The 2017 passage of the Tax Cuts and Jobs Act added accommodative fiscal policy to the already expansionary monetary policy instituted by the Federal Reserve (the Fed). Such dual economic stimulus has not been in effect for most of the past four decades. Outside of two sharp economic and stock market crashes, these recent decades have witnessed the triumvirate of 1) economic growth, 2) declining interest rates, and 3) low inflation. These factors, for the most part, have proven to be good for both stocks and bonds.
Congress rarely passes accommodative fiscal policy when the economy is expanding, as it was in late 2017. Rather, we typically see strong fiscal stimulus during a period of economic contraction. Accommodative monetary policy and stimulative tax cuts are designed to spur economic growth, which is inherently inflationary. Fortunately, there are currently only a few signs of meaningful inflation but that could change.
As 2020 begins, there are many reasons to be optimistic on stocks (e.g., low interest rates, favorable tax structure, relaxed regulation, low unemployment, strong consumer spending, low energy prices, and other reasons). And many stock market analysts are bullish, myself among them. With the Fed in accommodative mode and fiscal and regulatory relief supporting the markets, stocks are operating in a favorable environment.
However, the Fed historically has been notoriously inaccurate with its timing, and recent and continued easing may prove unwise. Furthermore, if the economy continues to do well, investors should begin to be concerned about potentially higher inflation later this year or in 2021. Of course, the U.S. economy could continue to thread the needle and experience continued economic growth with only nominal inflation. But eventually, we will likely pay the price for this dual stimulus—especially with the recently reached trade deals, which are likely to further benefit the economy and stimulate growth.
In recent decades, we have been able to accomplish growth with low inflation for a variety of reasons, including the expanded use of technology in all phases of economic activity.

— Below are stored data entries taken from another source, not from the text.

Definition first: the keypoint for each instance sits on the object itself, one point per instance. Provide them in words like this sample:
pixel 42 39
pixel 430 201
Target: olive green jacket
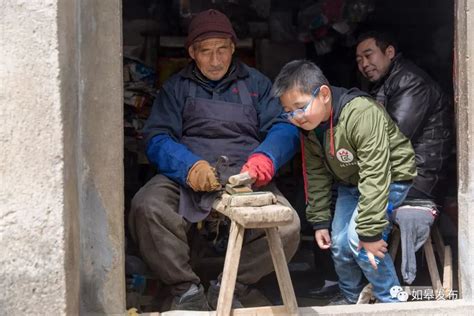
pixel 369 152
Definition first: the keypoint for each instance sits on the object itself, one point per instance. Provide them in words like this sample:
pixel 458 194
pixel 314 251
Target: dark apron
pixel 212 128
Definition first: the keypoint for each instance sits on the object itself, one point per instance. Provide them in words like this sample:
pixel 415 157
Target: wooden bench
pixel 259 213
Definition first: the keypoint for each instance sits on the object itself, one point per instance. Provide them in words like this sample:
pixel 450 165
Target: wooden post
pixel 281 270
pixel 231 265
pixel 432 267
pixel 447 271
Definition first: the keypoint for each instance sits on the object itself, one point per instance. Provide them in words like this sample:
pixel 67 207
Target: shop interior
pixel 271 33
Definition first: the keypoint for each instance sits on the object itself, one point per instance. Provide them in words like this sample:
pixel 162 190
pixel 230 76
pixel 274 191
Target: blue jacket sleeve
pixel 281 143
pixel 171 158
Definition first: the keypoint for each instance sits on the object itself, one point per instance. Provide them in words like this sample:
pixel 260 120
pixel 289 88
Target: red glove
pixel 260 167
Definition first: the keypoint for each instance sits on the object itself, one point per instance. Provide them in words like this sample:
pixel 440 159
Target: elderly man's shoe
pixel 325 292
pixel 340 299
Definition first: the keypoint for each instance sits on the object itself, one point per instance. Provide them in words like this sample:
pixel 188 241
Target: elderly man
pixel 215 106
pixel 416 103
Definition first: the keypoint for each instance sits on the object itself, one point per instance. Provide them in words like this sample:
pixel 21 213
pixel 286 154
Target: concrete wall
pixel 61 188
pixel 101 167
pixel 464 81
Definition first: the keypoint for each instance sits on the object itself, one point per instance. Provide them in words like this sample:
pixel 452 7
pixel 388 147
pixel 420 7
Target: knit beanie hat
pixel 208 24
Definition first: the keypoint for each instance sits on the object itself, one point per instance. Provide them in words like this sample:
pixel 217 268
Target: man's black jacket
pixel 424 114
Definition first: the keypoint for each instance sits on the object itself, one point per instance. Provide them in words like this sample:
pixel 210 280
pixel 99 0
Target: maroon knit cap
pixel 209 24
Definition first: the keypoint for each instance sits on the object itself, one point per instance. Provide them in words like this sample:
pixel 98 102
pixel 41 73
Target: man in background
pixel 416 103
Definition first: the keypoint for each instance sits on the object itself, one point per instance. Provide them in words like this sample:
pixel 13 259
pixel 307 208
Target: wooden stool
pixel 268 217
pixel 445 259
pixel 444 255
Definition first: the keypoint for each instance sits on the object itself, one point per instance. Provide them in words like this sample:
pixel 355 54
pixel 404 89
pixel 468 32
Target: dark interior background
pixel 274 32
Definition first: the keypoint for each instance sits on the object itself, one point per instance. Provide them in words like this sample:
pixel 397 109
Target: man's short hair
pixel 382 39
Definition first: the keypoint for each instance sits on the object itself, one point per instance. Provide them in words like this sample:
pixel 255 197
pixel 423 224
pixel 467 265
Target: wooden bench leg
pixel 447 271
pixel 281 270
pixel 432 267
pixel 438 242
pixel 231 265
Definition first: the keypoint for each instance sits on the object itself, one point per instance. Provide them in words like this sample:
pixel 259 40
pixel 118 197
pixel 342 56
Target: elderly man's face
pixel 371 61
pixel 213 56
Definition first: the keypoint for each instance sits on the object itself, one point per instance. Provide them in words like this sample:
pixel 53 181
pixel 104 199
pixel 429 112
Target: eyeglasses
pixel 300 112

This has led to increased productivity without a corresponding increase in costs. While technology was a major factor in lowering inflation, globalization also played a role in lowering costs.
Globalization is designed to move production to more efficient regions of the world, which in turn lowers costs and ultimately lowers consumer prices. However, a side effect of globalization was a decline in wages for U.S. workers. While segments of our economy benefitted, in recent years we’ve heard more from the millions of disaffected Americans who did not benefit from globalization and were in fact hurt by lower wages.

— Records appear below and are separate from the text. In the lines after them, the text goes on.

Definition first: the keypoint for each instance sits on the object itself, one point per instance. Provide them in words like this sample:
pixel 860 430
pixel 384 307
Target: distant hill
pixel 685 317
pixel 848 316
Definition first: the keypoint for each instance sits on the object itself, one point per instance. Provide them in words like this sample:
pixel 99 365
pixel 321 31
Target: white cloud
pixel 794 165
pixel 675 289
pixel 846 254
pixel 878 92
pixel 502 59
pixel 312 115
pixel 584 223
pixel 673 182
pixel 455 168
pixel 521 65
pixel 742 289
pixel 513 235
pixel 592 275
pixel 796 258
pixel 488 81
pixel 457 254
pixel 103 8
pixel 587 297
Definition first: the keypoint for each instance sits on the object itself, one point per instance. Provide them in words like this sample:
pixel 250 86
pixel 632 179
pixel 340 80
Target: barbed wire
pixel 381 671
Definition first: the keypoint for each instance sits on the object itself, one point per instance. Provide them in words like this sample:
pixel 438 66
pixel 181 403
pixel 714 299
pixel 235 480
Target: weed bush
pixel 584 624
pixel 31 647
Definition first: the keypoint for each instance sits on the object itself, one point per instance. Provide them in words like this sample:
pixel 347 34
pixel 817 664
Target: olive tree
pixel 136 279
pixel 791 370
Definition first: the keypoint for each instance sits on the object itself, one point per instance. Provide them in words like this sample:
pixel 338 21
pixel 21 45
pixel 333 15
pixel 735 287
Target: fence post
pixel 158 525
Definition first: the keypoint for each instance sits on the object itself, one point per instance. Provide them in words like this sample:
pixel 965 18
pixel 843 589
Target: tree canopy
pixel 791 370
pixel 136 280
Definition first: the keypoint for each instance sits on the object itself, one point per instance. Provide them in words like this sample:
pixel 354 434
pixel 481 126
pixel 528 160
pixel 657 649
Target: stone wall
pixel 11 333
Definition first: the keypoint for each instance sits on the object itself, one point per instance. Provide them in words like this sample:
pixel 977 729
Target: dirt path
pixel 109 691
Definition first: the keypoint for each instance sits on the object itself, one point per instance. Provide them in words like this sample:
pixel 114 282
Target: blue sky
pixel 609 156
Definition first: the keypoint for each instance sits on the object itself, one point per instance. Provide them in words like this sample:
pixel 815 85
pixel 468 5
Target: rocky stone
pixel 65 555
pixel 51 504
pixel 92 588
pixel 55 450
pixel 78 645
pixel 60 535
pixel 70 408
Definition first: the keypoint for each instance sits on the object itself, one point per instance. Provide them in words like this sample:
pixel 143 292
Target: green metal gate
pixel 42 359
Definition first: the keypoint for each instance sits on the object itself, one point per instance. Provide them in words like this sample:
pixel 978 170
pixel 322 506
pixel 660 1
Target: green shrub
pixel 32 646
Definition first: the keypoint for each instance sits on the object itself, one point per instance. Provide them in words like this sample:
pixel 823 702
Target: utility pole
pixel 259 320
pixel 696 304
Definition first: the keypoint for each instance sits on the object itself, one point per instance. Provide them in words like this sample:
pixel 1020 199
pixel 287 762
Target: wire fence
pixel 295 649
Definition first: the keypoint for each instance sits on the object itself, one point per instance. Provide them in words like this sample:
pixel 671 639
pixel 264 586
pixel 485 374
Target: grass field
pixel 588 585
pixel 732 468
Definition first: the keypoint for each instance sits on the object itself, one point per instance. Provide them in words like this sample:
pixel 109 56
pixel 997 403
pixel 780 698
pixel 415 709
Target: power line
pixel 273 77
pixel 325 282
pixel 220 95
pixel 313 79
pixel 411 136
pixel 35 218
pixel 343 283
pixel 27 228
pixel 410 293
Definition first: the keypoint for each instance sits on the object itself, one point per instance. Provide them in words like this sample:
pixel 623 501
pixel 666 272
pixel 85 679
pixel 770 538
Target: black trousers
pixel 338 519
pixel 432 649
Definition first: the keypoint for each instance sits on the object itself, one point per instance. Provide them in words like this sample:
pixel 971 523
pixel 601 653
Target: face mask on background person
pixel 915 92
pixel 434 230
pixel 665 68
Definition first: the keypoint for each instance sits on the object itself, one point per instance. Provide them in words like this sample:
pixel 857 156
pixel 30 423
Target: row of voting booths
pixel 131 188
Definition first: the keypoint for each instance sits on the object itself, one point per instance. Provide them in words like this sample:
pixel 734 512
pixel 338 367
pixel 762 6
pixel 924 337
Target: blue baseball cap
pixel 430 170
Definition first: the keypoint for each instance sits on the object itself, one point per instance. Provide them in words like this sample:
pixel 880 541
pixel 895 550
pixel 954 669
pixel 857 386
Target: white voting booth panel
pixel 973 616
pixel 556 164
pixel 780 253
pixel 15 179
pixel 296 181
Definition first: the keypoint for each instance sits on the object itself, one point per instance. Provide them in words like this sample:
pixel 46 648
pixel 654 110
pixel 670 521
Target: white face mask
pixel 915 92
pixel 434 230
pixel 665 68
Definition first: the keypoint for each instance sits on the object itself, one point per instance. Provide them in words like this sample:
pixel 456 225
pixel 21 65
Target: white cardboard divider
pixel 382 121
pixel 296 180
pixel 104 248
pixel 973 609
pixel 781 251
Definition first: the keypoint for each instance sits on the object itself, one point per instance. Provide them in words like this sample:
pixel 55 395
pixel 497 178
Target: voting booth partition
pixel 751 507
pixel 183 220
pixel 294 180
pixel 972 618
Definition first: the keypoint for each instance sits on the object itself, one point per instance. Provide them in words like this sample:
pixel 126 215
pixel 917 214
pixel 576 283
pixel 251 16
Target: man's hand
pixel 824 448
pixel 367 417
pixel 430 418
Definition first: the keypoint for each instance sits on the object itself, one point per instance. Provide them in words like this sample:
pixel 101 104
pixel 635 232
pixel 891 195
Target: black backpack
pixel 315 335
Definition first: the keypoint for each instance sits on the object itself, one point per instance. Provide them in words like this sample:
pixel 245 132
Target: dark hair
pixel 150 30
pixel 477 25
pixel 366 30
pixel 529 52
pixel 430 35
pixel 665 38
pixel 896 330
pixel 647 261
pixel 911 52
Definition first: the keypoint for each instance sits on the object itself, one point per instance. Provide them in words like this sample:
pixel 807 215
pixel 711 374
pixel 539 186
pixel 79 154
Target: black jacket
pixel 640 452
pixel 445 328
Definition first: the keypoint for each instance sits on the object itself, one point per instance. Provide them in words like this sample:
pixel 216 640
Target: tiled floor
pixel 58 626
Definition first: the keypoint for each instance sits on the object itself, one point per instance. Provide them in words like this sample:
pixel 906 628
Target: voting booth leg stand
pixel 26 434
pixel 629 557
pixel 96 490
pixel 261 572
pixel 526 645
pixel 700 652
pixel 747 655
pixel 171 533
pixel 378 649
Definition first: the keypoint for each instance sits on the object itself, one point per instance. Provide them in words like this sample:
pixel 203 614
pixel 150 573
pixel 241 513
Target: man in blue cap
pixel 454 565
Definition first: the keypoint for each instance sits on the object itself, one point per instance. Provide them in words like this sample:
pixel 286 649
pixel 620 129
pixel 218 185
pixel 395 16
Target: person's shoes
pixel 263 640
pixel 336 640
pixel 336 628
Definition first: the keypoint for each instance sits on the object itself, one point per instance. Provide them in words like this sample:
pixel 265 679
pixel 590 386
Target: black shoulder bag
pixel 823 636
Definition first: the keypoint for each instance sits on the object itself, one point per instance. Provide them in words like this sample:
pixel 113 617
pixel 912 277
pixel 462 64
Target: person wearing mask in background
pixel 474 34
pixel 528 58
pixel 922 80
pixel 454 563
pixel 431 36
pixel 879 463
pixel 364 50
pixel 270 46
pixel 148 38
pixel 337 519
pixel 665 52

This decline in wages was especially unfortunate for those in the lower and middle income brackets, and it contributed to unexpected negative socio-economic impacts for our country. Wage growth stagnated at levels near or below inflation until 2019, when, due to the robust labor market and other factors, we once again had wage growth of over 3%—which was above inflation.

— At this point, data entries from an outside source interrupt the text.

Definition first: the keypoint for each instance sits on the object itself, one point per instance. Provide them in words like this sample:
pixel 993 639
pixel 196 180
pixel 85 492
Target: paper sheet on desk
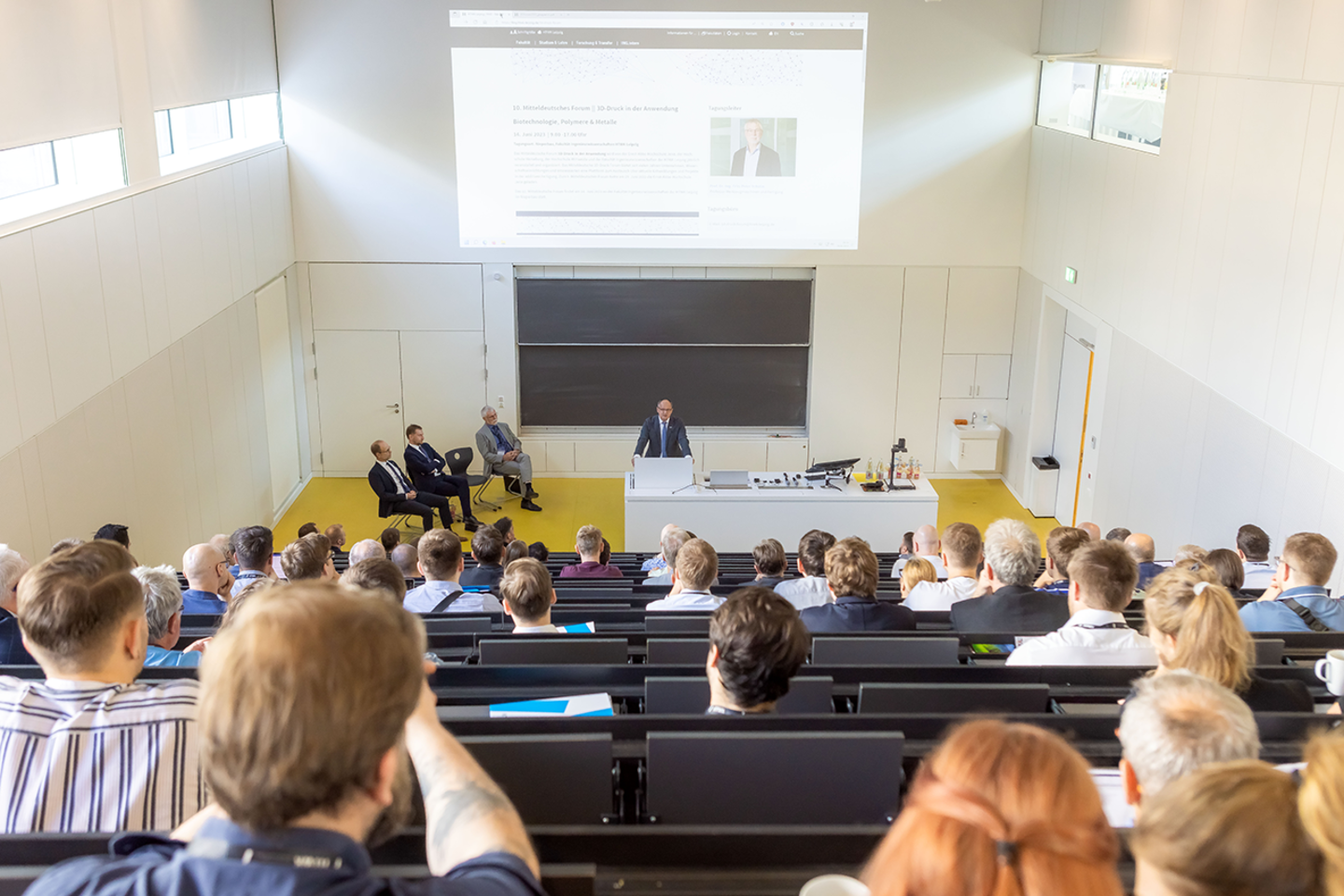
pixel 585 704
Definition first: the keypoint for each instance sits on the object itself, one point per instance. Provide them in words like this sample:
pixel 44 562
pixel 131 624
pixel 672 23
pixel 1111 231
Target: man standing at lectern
pixel 663 436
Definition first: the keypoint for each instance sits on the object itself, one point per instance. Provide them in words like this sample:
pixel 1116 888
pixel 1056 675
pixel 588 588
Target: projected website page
pixel 659 129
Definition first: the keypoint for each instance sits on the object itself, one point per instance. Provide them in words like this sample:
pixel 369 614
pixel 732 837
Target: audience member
pixel 307 773
pixel 999 807
pixel 381 577
pixel 12 566
pixel 929 547
pixel 1178 723
pixel 89 749
pixel 1141 550
pixel 961 553
pixel 811 590
pixel 1194 624
pixel 254 547
pixel 367 550
pixel 1228 829
pixel 1253 548
pixel 207 577
pixel 913 572
pixel 588 544
pixel 696 567
pixel 441 563
pixel 1295 599
pixel 162 618
pixel 527 595
pixel 757 644
pixel 1320 804
pixel 406 559
pixel 1011 606
pixel 1059 546
pixel 308 558
pixel 488 553
pixel 770 563
pixel 851 569
pixel 1102 577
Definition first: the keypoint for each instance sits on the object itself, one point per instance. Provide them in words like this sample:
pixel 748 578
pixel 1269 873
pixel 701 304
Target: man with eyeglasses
pixel 207 577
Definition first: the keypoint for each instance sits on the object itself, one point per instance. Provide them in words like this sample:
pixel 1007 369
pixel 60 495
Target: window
pixel 195 134
pixel 42 176
pixel 1121 105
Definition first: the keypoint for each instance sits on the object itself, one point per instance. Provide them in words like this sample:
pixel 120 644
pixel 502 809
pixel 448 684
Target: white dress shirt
pixel 808 592
pixel 938 595
pixel 1087 639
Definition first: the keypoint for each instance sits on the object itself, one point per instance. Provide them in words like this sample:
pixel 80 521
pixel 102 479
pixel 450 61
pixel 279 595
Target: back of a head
pixel 382 577
pixel 527 587
pixel 1320 805
pixel 488 544
pixel 1310 555
pixel 162 598
pixel 993 782
pixel 761 641
pixel 1013 551
pixel 1253 541
pixel 1181 721
pixel 1106 574
pixel 851 568
pixel 696 565
pixel 961 543
pixel 812 551
pixel 72 603
pixel 769 558
pixel 1060 544
pixel 295 723
pixel 253 546
pixel 440 553
pixel 1211 639
pixel 589 541
pixel 1227 831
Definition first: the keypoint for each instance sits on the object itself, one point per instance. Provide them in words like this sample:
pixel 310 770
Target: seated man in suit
pixel 852 577
pixel 1010 605
pixel 757 644
pixel 1101 583
pixel 1295 599
pixel 397 495
pixel 503 453
pixel 663 436
pixel 429 474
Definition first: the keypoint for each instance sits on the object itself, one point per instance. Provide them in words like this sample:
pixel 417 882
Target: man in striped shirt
pixel 88 749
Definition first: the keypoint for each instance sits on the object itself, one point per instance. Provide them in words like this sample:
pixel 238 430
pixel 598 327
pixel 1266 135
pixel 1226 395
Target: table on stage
pixel 736 519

With the recent USMCA Trade Agreement and the Phase I China Trade Agreement looking likely, globalization is under further scrutiny, and the expectations are that the trade gap may narrow. This should shift production to the U.S. and eventually raise both costs and inflation.
If this occurs, how much longer will the Fed and other Central Banks be able to continue their accommodative monetary positions? In late 2018 in the U.S., when the Fed Chairman talked a tough interest-rate game, we saw stocks (e.g., the S&P 500) quickly plunge almost 20%. And despite the nascent indications of firming in the Eurozone economy, monetary policy remains very accommodative (as it has been for the past 11 plus years). So it is unknown at this point how the Fed and other Central Banks would effectively manage a return of inflation.
If the global economy continues to be robust, Central Bank effectiveness in managing potential inflation will likely be an important development for stock prices in the coming years. There are many factors contributing to economic growth and potential inflation, notably expansive monetary policy, accommodative fiscal policy, and the reduction in globalization. Add any price impact of tariffs, upward wage pressure from a low 3.5% unemployment rate, and increased legislation raising the minimum wage, and you have an extraordinary mix of inflationary pressures. Furthermore, if the U.S. continues its strong growth (e.g., GDP in excess of 2.5%) and the global economy picks up, a return of inflation becomes even more likely. Should that happen, if investors react out of fear, or if program trading takes hold, look for wild, dramatic swings in asset values, with both the bond and stock markets feeling the heat.